RATING: Flawed but enjoyable and captivating
Mass Effect: Andromeda takes place after the events of Mass Effect 2 in a nice little sidestep from the galaxy changing events of Mass Effect 3. The Andromeda initiative transports several Arks of Milky Way races on a 634 year journey to the Heleus Cluster with a goal of settling new worlds. Things naturally don’t go to plan, because… well… video games. This is where you come in. You play Ryder, who along with your twin follow your Pathfinding father in to the initiative, presumably in an attempt to finally win his love and affection. When shit hits the fan you are there on the frontlines and get thrown into a story involving an evil race seeking total domination and a separate ancient, long gone race who have left lots of misunderstood technology lying around (sounds a little familiar right?)

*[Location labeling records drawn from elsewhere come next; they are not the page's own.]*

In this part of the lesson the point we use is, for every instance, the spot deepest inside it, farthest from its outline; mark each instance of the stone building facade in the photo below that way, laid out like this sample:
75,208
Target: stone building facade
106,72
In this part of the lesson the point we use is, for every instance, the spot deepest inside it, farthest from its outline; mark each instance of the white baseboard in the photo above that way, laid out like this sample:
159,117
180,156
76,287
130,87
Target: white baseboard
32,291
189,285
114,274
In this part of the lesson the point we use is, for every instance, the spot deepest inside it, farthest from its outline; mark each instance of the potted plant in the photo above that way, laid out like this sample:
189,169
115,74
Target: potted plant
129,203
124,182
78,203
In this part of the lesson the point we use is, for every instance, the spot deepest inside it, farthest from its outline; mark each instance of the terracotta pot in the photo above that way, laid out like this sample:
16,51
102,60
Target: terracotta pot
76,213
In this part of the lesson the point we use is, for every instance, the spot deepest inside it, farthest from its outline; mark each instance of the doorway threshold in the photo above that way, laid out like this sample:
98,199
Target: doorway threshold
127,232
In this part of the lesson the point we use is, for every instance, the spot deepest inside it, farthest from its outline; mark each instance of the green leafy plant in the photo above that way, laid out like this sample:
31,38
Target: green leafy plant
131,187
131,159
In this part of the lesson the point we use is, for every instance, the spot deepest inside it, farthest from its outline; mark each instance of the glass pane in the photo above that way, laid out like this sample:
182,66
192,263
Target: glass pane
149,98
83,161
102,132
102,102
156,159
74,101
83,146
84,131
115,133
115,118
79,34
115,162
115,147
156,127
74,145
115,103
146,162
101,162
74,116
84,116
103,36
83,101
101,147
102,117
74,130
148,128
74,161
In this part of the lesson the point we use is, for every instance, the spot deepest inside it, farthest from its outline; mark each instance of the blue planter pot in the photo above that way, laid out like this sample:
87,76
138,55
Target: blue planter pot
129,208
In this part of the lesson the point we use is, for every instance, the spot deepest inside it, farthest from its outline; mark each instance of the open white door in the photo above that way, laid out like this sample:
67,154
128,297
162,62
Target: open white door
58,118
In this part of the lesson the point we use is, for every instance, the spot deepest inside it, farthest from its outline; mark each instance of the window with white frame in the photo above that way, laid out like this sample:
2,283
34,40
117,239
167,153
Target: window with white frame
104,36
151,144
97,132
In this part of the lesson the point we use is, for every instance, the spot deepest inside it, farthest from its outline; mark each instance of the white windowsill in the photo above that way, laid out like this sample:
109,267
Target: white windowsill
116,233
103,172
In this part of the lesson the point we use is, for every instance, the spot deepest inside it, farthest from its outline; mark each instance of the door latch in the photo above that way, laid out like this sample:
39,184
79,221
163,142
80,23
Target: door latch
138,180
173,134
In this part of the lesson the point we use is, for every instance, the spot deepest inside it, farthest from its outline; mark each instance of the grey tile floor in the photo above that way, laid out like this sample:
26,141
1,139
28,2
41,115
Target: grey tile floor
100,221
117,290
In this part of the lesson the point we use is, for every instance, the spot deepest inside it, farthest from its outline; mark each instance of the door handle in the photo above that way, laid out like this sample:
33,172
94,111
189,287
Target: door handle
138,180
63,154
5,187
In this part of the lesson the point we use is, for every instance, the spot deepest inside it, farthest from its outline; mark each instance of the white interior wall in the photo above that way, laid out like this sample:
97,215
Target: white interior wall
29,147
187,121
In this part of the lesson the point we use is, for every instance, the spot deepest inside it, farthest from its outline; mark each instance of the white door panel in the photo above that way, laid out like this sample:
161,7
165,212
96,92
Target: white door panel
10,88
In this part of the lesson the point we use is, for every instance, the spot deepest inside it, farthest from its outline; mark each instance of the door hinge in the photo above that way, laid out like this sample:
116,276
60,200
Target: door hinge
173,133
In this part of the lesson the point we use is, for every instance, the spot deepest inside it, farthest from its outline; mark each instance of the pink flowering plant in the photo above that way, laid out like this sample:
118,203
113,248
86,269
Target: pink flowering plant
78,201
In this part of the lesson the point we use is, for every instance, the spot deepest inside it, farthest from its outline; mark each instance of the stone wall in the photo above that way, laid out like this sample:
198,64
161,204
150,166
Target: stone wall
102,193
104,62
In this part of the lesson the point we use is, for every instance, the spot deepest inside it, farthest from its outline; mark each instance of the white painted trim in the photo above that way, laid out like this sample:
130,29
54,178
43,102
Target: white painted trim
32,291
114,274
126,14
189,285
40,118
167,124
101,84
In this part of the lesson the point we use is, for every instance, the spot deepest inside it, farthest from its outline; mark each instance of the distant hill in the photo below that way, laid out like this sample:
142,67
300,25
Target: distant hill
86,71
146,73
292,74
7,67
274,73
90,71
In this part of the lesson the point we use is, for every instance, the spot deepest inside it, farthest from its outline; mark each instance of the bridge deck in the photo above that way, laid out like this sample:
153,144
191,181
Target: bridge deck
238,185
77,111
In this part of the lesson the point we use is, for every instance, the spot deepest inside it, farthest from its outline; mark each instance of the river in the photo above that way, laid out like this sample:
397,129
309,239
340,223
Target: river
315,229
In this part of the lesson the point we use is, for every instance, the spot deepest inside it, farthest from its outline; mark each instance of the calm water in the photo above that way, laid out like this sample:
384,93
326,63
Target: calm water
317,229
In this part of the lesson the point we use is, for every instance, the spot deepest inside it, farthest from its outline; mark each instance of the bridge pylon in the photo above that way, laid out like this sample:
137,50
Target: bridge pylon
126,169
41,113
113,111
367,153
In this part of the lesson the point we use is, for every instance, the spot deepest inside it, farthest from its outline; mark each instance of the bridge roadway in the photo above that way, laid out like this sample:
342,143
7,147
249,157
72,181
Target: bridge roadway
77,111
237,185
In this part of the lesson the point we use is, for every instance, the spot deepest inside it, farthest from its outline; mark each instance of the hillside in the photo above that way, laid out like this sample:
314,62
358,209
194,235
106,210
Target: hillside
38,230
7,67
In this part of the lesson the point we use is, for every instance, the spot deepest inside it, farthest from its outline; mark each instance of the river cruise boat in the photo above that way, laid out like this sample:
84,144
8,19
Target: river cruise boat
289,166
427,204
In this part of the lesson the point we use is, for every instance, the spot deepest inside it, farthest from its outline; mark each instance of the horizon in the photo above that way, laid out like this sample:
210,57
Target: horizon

“The truth is this is just more Mass Effect, which is no bad thing in my opinion.”
It is fair to say that Andromeda has had a decent share of negative reviews, with its substandard animations alone causing countless memes. Then there is the generic side missions, the character graphics and the new dialogue system. I will be straight up and admit all the negativity surrounding Andromeda had very nearly dissuaded me from taking the 634 year journey from the Milky Way. I persevered however, the original trilogy meant too much to me to throw it all away on some negative press. And you know what, I’m glad I did.

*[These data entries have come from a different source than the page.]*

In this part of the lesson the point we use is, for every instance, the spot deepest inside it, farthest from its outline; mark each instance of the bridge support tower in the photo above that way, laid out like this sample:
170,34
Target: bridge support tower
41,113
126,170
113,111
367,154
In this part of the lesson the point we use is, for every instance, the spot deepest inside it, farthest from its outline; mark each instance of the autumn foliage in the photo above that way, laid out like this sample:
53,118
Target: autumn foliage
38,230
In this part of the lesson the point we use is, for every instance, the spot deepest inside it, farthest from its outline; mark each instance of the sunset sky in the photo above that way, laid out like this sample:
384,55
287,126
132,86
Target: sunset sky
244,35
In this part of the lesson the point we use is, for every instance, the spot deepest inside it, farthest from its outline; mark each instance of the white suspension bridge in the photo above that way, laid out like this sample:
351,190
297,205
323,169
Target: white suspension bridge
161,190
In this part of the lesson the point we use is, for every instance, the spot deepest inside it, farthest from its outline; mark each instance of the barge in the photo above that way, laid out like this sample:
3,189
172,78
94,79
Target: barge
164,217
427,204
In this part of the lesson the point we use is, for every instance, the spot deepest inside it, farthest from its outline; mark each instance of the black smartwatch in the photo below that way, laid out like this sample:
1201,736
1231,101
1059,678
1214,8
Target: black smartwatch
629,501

It all felt so familiar, more of an expansion than a reboot for the series. I think this is how a lot of people have misjudged Andromeda. By expecting a massive reboot to the series bursting with new features, a whole galaxy of new races to interact with and “romance” (using romance in the loosest possible terms here) and combining this with next gen graphics set the bar very high for this game. The truth is this is just more Mass Effect, which is no bad thing in my opinion. Plus by adding the new cover system and a refreshed way of upskilling Ryder, this made combat a lot more enjoyable. A new addition which didn’t impress however was the dialogue system. The traditional Mass Effect Renegade and Paragon system has been scrapped in favour of a new 4 part system separating responses in to: Professional, Casual, Logical and Emotional. The new dialogue options felt like they made very little difference to Ryder’s personality, or by extension, other characters responses. Sometimes the citizens of Andromeda need a good Renegading which instead I just had to imagine myself doing. I couldn’t even act violently to the Nexus reporter!
“Sometimes the citizens of Andromeda need a good Renegading…”

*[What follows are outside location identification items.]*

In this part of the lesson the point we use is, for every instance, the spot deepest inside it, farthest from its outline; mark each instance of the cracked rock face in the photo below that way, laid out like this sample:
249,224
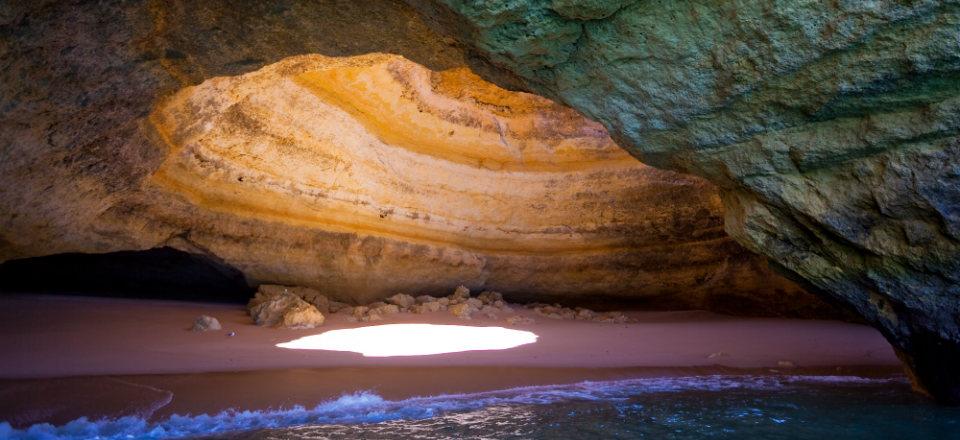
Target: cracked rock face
196,125
830,128
363,176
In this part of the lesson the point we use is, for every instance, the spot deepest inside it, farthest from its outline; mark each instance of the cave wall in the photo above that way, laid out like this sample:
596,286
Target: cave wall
95,162
831,129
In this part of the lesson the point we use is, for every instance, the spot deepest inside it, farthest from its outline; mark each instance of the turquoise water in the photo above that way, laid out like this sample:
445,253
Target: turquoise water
734,407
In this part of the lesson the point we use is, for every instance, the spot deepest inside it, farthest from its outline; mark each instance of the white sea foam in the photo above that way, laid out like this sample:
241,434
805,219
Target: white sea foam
367,407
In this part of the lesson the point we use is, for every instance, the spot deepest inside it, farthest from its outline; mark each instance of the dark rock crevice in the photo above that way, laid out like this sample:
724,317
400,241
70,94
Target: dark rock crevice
161,273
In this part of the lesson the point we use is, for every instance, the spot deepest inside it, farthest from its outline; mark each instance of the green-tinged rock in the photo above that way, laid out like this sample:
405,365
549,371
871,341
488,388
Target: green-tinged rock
833,129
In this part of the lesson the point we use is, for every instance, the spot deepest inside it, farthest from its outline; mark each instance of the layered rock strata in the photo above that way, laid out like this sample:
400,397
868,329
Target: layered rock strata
87,167
434,178
830,128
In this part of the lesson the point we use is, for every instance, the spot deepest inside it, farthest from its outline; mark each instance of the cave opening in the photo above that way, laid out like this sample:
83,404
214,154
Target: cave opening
158,273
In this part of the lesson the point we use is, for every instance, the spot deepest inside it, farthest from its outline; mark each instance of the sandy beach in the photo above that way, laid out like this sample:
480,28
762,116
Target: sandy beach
100,357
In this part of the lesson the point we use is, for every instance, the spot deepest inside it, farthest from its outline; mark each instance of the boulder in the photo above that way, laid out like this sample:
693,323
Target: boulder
205,323
280,308
835,151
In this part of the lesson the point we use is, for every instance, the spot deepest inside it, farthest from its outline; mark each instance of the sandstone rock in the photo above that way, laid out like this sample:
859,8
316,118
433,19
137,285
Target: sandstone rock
309,295
519,320
281,308
359,312
460,294
612,318
462,310
300,316
489,312
279,165
426,299
205,323
835,152
489,297
427,307
386,309
337,306
402,300
584,314
372,315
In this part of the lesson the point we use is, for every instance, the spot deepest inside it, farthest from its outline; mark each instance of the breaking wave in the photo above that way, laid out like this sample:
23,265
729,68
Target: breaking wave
368,407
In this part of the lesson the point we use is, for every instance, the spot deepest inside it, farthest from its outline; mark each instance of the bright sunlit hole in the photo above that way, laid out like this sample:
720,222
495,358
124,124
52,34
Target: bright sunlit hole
413,339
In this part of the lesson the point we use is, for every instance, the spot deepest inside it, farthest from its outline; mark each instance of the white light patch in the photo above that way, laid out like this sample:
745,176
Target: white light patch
413,339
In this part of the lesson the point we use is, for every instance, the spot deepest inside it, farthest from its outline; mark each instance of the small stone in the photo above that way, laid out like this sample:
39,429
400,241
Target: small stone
489,312
205,323
337,306
402,300
462,311
386,309
359,311
462,293
427,307
584,314
317,300
490,297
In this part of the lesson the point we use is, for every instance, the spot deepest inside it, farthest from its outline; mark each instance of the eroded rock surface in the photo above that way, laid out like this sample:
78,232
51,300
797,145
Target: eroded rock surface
280,306
831,129
360,175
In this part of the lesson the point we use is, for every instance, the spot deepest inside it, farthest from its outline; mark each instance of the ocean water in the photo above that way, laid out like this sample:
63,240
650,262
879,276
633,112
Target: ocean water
724,407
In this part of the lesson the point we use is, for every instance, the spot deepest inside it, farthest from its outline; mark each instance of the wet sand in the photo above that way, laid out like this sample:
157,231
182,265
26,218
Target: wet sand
66,357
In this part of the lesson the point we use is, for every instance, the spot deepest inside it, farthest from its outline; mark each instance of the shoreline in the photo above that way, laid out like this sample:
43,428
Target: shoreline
56,336
70,357
157,397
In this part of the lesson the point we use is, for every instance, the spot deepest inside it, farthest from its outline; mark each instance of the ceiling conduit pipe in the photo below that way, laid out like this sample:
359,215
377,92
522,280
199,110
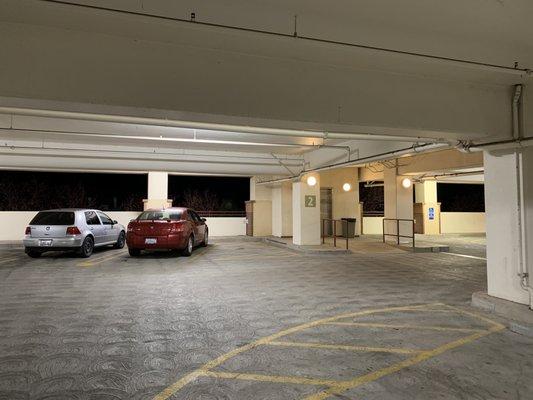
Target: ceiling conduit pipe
415,149
517,141
163,122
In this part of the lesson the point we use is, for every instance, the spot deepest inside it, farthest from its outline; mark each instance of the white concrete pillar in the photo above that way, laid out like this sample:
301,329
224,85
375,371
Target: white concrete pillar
345,202
282,210
509,222
306,212
157,190
426,192
427,209
261,203
398,202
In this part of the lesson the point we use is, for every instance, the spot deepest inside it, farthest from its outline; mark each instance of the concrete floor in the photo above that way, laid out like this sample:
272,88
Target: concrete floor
245,320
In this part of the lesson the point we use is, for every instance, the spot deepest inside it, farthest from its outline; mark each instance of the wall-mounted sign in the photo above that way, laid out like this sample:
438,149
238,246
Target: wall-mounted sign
310,201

After 50 hours I was still working my way through some pretty standard and somewhat unimaginative side missions being dished out by some uninteresting and instantly forgettable characters, which quite frankly I didn’t really see any benefit for including in the game. But I was still doing it! Why?! There was something so captivating that kept me going. Perhaps it was the beautiful planets (which are stunning by the way, particularly Havaarl), or maybe it was the impression that every little damn thing could impact the ending (a thought process instilled in me after the Mass Effect 2 final mission). Whatever it was I just kept grinding, and once I reached completion and witnessed some pretty impressive cinematics in the closing mission, I actually felt satisfied. What more can you ask for from a game with such harsh press? It may not be the series reboot that people wanted (or for that matter the studio wanted) but it’s still worthwhile for fans of the original and will definitely get a replay out of me.